8 Incredibly Effective Tips for Getting Past Awful Breakup Guilt …


1. Recognize How You Feel

One of the best breakup tips for breakup guilt involves recognizing your guilt for what it is. Guilt is common, but giving into it for an extended period can run you down. It’s important not to make yourself feel bad for feeling guilty. Just because you broke up with someone does not make you a bad person.

2. Pinpoint Your Triggers

Typically, when you start feeling guilty for splitting with someone, it’s because you ran across a trigger that makes you think about your ex. That might be a shirt, a card, a picture, an old book – almost anything that reminds you of that person. Feelings of guilt might even be triggered by evidence that you’re moving on from the relationship. To get past this guilt, you have to start pinpointing what makes you feel that way.

3. Learn What’s Appropriate

Some guilt is appropriate and some guilt is inappropriate. One of the key breakup tips for getting past it has to two with learning which is which. For example, did you do something wrong that caused the breakup? Did you use your ex, cheat, or something like that? If so, guilt is an appropriate response – but, again, none of this makes you a bad person. You’re only a human and you made a mistake. Inappropriate guilt stems from manipulation tactics, which brings me to…


4. Avoid Manipulation Tactics

It’s unfortunately not uncommon for an ex to try to manipulate you. He might flood you with apologies, she might beg you to come back, and there might be lots of vows about how the future will be better if you can just get back together. Friends or family members might question your breakup and express disappointment. Even if it comes from a good place, all of these are cases of emotional manipulation, and you do not need to feel guilty as a result.

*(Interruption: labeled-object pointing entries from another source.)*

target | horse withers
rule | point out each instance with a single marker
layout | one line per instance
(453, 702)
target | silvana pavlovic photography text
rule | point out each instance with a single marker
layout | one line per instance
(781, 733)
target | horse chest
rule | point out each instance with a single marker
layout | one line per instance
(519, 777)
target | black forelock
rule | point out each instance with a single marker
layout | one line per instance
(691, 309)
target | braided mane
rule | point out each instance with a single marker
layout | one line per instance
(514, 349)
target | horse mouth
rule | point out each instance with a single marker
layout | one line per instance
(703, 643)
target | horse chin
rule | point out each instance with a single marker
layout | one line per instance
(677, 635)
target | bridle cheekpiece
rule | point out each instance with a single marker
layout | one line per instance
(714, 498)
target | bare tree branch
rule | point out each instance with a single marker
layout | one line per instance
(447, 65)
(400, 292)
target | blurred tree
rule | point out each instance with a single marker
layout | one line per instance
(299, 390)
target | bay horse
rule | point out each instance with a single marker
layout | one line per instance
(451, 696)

5. Think about Your Relationship

Many breakup tips for this problem involve thinking back. Remember, hindsight is 20/20 and everything looks clearer in retrospect. If you’re feeling guilty, take an honest look back at your relationship. Are you idealizing it after the fact? Think about the things that really went wrong, and ask yourself if you need to feel bad for making the right choice.

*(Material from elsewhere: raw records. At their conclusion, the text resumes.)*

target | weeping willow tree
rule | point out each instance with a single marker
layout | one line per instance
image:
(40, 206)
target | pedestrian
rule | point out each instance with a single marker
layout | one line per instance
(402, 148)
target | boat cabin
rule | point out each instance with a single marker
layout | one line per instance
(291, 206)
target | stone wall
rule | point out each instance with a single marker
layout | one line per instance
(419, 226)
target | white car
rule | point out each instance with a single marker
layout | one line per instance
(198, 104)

6. Identify Who’s Inspiring the Guilt

Going back to manipulation tactics, you need to think about the people who make you feel the most guilt. Is your best friend dating one of his friends, and worrying about how this will affect her relationship? Is your mother wondering when you’ll meet The One now? Realizing who’s actually inspiring your guilty feelings is an essential step toward stopping them.

7. Think Positive

This is one of the most important breakup tips you can ever follow, no matter what. You have to think positive. Over time you will stop feeling guilty. Moreover, you’ll recognize that you don’t really have any need to, especially if you split with your ex because you know it was ultimately best for both of you.

8. Have Patience

The key is having patience. It’s a long hard road, and you have to be kind to yourself while you walk it. Don’t force yourself to get over your feelings; let them fade naturally.

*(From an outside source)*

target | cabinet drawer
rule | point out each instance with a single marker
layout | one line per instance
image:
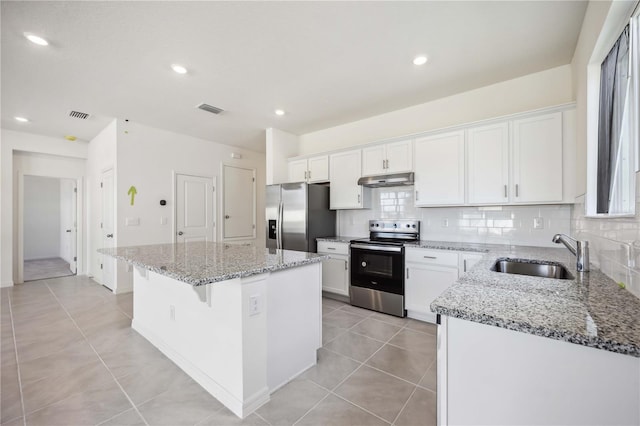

If you’re dealing with guilty feelings for breaking up with someone, even though he or she wasn’t right for you, then these breakup tips should definitely help. The thing is, good breakup tips aren’t all about getting over the sadness; they’re also about getting past feelings of guilt and anger, when are extremely common when you split with someone. When you feel guilty about a split, which breakup tips help you the most?